Li Alex Zhang edited this page Nov 30, 2021 · 31 revisions

Electrophysiology data can be recorded from Neuropixels by SpikeGLX. Essentially voltage traces would be amplified, filtered, digitized and saved in binary files. SpikeGLX saves two filtered data streams, one for spikes and the other for local filed potentials. Each stream will be saved in one binary file with an accompany meta file.

Usually, the experimental data will be saved in a separate file. For example, the Experica Command will save all experiment related data in a Yaml file. In DataExport, choosing Yaml files and SpikeGLX format will collect all data from Yaml file and corresponding binary and meta files.
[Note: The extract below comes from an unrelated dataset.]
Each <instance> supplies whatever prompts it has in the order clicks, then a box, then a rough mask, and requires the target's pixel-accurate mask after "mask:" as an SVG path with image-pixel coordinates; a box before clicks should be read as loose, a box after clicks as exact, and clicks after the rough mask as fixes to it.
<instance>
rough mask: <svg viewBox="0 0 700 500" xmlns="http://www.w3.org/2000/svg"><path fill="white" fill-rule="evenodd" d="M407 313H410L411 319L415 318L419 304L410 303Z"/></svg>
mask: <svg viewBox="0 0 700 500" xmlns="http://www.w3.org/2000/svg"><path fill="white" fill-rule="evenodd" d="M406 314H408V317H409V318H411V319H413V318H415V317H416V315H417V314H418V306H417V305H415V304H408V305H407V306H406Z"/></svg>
DataExport also performs data cleaning and preprocessing, so that all the relevant information has been well organized for further data analysis. The customizable metadata are also collected and inserted in a metadata table where it usually located at the root directory for exported data.

Checking bad channels

Deficiency of some electrodes would generate invalid data, finding these channels would be helpful for data cleaning and preprocessing. The bad channels can be examined and its IDs saved in a NeuropixelsProbeInfo.yaml file which will be looked for in the exporting process. Note that channel badness may be different for AP and LF streams, e.g. electrodes out of brain tissues may not be considered bad for local field potentials, but may introduce noise or false signal for spike sorting.

Spike Sorting

Spikes can be extracted when exporting, and for all the experimental tests from a stable probe site, spiking unit ids would be better assigned consistently. For Kilosort, it could be achieved by concatenate binary files in timely order to one file, do spike sorting on it, and split spikes back to each tests. In DataExport, select multiple tests and enable concat will do all the steps above. Global Demuxed CAR will also be applied before writing to the concatenated file. Sorting result will also be saved in a folder for Phy manual checking.

Finalize Sorting Result

For now, no algorithms are good enough for fully automatic spike sorting, so we have to manually check the sorting result. Mostly, low firing rate, e.g. ~0.5 spikes/s, low spike amplitude, impossible spike shape, abnormal spatial spread and double counted unit would be regarded as noise. Unit with refractory period > 1ms will be considered as single-unit, otherwise as multi-unit. When final result is saved in Phy folder, we could select the Phy folder as the data source, Phy as the data format to export. The Phy result will be loaded, split and merged back to each tests' dataset.